CoTec Holdings Corp. (TSXV: CTH; OTCQB: CTHCF) & 50% JV partner Mkango Resources Ltd. delivered an independent Feasibility Study (“FS”) for HyProMag USA, a state-of-the-art rare earth magnet recycling & manufacturing operation poised to be a game-changer for the security of domestic supply of neodymium iron boron (“NdFeB”) batteries.

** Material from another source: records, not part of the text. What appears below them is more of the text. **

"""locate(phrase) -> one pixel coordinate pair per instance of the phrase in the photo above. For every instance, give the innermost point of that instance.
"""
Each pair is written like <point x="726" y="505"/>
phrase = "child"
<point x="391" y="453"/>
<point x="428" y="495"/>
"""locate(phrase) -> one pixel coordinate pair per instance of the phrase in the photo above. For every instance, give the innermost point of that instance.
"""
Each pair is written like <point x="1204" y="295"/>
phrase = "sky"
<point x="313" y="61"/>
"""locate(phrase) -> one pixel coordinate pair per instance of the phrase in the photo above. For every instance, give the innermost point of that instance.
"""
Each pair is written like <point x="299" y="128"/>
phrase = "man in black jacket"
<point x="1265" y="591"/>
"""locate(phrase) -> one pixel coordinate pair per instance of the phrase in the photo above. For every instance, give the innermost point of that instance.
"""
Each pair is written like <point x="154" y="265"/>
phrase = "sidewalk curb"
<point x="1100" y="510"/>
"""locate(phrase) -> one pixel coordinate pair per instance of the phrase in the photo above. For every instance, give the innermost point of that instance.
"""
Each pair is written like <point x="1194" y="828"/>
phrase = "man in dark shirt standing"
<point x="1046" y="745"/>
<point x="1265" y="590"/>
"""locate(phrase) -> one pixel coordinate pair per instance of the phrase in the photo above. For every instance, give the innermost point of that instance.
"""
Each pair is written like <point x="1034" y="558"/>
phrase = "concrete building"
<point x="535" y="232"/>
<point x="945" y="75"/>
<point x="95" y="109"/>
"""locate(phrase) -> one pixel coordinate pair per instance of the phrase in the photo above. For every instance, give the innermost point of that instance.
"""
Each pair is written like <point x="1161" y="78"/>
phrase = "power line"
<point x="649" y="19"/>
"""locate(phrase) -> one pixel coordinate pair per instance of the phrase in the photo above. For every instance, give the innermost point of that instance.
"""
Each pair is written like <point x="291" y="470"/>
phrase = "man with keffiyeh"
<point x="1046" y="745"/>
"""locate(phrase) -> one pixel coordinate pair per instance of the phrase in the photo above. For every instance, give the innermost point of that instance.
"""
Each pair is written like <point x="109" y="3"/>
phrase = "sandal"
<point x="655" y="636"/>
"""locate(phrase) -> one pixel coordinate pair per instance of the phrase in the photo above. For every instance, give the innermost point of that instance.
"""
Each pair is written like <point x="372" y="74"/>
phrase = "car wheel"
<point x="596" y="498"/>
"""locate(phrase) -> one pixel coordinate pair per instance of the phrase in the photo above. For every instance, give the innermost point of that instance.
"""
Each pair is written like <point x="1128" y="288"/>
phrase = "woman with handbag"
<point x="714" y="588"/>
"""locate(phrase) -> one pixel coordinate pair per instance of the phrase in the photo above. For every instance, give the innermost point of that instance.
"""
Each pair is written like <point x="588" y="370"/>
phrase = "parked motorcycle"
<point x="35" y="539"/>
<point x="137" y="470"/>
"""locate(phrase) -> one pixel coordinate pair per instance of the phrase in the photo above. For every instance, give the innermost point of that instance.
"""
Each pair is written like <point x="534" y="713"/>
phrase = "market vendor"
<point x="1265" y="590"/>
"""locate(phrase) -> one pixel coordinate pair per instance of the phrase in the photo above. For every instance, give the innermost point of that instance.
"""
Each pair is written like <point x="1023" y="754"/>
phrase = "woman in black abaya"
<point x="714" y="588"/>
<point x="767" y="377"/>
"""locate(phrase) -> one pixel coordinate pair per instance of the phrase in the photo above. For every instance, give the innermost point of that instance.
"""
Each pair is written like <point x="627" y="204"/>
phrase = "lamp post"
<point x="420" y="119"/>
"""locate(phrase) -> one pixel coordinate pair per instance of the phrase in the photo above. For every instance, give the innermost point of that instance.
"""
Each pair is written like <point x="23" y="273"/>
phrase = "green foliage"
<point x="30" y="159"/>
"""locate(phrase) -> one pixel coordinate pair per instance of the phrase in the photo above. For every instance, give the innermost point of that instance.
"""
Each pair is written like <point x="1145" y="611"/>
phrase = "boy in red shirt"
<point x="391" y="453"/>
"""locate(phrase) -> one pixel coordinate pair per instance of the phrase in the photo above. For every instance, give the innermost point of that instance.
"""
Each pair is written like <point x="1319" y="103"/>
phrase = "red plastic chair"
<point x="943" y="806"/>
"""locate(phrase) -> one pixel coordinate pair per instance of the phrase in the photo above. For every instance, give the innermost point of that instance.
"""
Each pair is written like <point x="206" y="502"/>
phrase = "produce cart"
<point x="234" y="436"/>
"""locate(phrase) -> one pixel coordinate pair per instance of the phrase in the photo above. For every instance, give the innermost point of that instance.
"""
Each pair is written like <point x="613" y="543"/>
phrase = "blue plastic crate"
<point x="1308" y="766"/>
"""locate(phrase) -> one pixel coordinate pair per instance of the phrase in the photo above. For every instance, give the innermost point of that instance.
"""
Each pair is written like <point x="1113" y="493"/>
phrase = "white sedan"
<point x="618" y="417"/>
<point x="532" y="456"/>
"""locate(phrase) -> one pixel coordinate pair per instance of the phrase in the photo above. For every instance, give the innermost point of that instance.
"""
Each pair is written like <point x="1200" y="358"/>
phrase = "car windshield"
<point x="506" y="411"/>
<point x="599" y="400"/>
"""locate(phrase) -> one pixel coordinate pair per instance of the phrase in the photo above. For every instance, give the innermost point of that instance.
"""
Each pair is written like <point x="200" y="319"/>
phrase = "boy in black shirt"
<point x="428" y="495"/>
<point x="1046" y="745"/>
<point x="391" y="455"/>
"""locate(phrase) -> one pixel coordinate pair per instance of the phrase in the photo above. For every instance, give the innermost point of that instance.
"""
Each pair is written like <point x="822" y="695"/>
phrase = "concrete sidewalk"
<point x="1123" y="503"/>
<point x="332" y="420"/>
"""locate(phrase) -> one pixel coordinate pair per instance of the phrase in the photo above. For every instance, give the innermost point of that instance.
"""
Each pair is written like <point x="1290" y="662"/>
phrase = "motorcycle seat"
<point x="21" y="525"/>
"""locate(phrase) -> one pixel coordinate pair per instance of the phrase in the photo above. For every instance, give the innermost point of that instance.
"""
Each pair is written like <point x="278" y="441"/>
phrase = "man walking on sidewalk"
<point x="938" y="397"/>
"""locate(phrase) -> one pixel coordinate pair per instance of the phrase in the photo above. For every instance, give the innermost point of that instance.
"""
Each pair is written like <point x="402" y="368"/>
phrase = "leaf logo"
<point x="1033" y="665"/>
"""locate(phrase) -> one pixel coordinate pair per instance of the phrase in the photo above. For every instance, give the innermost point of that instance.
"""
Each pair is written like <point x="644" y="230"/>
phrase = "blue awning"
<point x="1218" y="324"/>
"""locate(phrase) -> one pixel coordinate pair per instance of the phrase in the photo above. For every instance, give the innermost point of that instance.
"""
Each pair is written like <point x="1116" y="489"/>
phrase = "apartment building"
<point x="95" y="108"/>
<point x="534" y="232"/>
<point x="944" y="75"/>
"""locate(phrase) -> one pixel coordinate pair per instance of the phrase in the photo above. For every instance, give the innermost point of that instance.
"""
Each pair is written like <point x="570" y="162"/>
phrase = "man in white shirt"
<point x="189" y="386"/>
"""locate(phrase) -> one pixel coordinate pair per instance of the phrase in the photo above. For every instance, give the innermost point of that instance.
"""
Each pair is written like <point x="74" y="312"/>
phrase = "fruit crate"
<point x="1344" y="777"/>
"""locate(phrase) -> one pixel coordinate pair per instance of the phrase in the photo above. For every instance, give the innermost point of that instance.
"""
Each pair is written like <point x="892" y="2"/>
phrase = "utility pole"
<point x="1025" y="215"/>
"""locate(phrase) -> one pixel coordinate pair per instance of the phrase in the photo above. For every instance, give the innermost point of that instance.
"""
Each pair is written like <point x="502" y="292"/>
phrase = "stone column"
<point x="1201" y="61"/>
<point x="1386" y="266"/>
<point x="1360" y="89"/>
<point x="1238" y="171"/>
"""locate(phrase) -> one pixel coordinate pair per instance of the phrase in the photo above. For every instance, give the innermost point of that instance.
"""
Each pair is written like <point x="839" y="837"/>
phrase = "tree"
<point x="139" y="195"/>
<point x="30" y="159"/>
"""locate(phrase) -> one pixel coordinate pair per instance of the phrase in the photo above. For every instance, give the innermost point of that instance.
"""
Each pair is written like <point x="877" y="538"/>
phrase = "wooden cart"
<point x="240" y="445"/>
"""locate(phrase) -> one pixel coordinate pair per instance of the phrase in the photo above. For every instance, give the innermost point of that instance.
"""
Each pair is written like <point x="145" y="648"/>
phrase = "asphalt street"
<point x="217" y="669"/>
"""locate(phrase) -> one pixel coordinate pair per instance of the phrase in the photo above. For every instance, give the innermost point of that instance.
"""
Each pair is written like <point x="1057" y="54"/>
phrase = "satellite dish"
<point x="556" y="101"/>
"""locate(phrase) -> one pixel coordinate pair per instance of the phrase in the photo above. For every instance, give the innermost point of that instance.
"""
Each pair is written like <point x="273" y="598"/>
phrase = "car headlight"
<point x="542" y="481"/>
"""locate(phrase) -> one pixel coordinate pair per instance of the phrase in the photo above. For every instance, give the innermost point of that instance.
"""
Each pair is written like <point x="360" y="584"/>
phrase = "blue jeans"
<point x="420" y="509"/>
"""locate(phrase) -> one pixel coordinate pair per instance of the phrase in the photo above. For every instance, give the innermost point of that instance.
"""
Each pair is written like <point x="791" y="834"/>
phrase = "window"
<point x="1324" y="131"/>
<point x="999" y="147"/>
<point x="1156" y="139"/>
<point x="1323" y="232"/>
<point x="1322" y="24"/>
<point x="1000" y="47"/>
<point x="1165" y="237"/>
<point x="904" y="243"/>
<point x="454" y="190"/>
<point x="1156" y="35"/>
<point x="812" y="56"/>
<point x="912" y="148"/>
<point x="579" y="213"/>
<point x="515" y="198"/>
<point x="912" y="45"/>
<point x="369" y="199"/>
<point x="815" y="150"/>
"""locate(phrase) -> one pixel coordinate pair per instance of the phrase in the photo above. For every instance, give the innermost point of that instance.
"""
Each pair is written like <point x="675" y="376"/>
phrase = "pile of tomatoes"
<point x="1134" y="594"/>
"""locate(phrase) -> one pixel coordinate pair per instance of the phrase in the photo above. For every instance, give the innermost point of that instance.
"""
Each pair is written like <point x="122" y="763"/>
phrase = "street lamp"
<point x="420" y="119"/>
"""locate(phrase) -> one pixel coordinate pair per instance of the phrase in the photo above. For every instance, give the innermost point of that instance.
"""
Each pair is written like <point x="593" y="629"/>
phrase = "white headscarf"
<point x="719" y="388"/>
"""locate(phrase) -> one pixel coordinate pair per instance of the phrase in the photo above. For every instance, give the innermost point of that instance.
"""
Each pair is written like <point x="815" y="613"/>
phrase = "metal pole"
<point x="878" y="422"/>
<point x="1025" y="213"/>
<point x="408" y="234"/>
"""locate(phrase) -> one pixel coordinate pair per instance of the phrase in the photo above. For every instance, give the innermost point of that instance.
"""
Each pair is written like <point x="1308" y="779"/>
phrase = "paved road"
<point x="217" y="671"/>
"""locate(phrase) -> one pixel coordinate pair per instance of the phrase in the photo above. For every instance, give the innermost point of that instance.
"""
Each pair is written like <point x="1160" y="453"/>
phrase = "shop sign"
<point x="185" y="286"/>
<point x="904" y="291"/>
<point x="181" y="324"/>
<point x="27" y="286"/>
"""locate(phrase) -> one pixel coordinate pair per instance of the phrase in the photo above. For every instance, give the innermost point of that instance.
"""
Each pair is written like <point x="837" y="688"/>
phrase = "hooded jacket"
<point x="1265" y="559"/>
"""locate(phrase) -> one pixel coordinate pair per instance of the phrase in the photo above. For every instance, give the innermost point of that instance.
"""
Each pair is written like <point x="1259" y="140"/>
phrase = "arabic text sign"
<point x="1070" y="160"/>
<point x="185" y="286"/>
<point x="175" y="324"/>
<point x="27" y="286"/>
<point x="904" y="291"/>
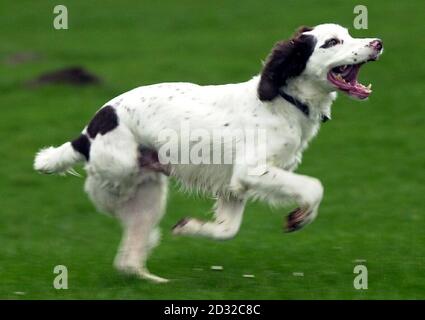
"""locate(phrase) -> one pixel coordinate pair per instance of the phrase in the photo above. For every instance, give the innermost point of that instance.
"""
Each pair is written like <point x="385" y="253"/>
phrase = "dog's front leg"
<point x="276" y="184"/>
<point x="228" y="218"/>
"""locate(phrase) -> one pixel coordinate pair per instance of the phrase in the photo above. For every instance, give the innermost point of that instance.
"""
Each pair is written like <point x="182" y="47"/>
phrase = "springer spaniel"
<point x="138" y="139"/>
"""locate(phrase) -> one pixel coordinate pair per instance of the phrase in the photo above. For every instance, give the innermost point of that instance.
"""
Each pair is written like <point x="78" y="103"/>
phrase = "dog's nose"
<point x="376" y="44"/>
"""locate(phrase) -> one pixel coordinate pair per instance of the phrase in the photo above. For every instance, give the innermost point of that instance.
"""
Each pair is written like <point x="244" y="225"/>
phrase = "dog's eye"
<point x="330" y="43"/>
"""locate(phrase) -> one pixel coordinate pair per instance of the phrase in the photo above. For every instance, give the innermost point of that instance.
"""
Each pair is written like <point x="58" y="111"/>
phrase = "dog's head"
<point x="325" y="55"/>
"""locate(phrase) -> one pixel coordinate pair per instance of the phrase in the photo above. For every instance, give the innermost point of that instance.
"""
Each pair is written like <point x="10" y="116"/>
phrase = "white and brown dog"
<point x="126" y="172"/>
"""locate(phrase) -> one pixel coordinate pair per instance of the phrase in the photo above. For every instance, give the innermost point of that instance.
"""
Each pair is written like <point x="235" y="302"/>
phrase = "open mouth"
<point x="345" y="79"/>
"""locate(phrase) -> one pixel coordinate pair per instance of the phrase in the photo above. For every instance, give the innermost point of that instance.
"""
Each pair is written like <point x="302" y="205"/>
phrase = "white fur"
<point x="117" y="184"/>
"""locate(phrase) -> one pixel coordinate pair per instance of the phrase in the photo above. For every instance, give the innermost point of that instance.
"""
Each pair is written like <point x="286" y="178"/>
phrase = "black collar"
<point x="300" y="105"/>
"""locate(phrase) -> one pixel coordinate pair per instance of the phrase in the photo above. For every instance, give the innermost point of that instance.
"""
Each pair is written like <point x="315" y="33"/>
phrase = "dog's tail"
<point x="61" y="159"/>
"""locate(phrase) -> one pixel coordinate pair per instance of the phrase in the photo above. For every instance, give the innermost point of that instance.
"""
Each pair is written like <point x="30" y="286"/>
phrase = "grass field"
<point x="370" y="157"/>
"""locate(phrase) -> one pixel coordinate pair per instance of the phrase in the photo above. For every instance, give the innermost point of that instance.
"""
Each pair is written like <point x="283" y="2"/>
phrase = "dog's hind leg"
<point x="228" y="218"/>
<point x="140" y="217"/>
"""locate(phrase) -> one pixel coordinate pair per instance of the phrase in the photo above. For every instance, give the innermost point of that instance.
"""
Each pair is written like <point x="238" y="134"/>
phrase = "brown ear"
<point x="287" y="60"/>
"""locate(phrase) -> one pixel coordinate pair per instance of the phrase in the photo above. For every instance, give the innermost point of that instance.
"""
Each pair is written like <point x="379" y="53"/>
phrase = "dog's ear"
<point x="287" y="60"/>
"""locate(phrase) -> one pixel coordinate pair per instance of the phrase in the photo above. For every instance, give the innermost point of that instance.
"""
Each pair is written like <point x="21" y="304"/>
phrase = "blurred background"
<point x="370" y="157"/>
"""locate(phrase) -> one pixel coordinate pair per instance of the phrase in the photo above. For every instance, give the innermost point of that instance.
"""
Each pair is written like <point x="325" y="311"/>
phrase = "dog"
<point x="123" y="151"/>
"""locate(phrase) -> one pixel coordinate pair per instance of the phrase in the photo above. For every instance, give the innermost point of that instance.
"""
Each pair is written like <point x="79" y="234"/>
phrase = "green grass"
<point x="370" y="157"/>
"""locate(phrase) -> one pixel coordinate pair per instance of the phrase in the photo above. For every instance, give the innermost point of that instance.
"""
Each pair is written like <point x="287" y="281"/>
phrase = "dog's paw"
<point x="186" y="226"/>
<point x="297" y="219"/>
<point x="146" y="275"/>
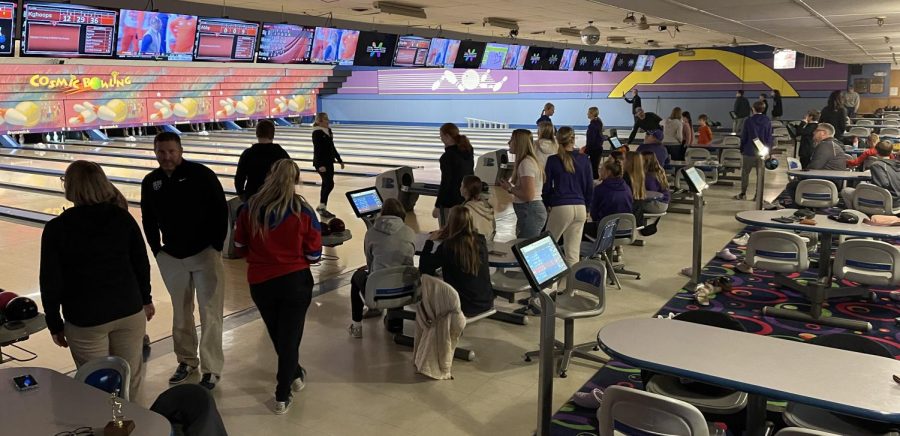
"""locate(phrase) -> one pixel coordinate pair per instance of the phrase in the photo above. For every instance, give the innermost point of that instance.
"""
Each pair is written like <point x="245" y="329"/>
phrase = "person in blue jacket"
<point x="594" y="145"/>
<point x="568" y="189"/>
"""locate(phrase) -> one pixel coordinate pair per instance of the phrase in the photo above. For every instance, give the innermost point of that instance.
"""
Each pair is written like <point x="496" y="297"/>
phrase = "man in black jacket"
<point x="185" y="202"/>
<point x="646" y="121"/>
<point x="741" y="111"/>
<point x="255" y="162"/>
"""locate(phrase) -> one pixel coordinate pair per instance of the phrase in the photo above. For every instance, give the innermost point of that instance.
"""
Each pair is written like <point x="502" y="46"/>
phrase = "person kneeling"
<point x="389" y="243"/>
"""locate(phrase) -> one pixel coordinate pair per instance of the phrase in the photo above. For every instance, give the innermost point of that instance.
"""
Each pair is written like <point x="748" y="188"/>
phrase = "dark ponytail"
<point x="461" y="141"/>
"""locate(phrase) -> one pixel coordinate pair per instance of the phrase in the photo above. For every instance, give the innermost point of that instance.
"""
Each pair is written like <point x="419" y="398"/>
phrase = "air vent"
<point x="812" y="62"/>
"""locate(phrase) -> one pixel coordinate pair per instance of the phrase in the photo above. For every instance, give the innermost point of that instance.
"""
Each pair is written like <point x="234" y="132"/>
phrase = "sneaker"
<point x="590" y="400"/>
<point x="181" y="373"/>
<point x="372" y="313"/>
<point x="281" y="407"/>
<point x="299" y="383"/>
<point x="726" y="254"/>
<point x="742" y="240"/>
<point x="209" y="381"/>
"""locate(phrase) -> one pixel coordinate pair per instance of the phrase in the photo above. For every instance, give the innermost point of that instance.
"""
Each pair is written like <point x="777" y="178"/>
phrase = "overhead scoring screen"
<point x="225" y="40"/>
<point x="54" y="29"/>
<point x="285" y="43"/>
<point x="7" y="23"/>
<point x="155" y="35"/>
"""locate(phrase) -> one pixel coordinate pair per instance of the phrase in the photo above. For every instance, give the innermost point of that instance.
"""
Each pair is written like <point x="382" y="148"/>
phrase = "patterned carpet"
<point x="750" y="293"/>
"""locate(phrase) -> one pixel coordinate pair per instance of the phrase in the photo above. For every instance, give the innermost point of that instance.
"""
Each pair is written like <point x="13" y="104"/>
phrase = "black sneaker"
<point x="181" y="373"/>
<point x="209" y="381"/>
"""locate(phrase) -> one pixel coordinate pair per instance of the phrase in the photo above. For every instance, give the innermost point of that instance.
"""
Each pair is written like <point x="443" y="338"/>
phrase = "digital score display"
<point x="225" y="40"/>
<point x="7" y="23"/>
<point x="285" y="43"/>
<point x="53" y="29"/>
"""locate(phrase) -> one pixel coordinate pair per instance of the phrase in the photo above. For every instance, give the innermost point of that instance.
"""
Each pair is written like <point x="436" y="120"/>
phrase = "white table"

Team members (bios on pages 18-20 of new corporate presentation) incl. CEO/Dir. Julian Treger, CFO Braam Jonker, COO John Singleton, Chairman Lucio Genovese, Dir. Tom Albanese, Dir. Sharon Fay, Dir. Erez Ichilov, Dir. Margot Naudie, Dir. Bob Harwood & VP of Finance & Corp. Development Eugene Hercun, should be proud of this FS.
CoTec will earn 60.3% of the economics from all U.S. operations, plus 20.6% of HyProMag profits in Europe, Japan, and elsewhere. The news comes on the heels of portfolio technology Ceibo partnering with Glencore to deploy Ceibo’s proprietary leaching technologies targeting much more effective extraction of Cu from low-grade sulfides.
Ceibo has been testing tailings from around the world for the past few years and is getting very encouraging results from most (but not all) types of mineral waste sites. But, enough about Ceibo, this article is about HyProMag USA!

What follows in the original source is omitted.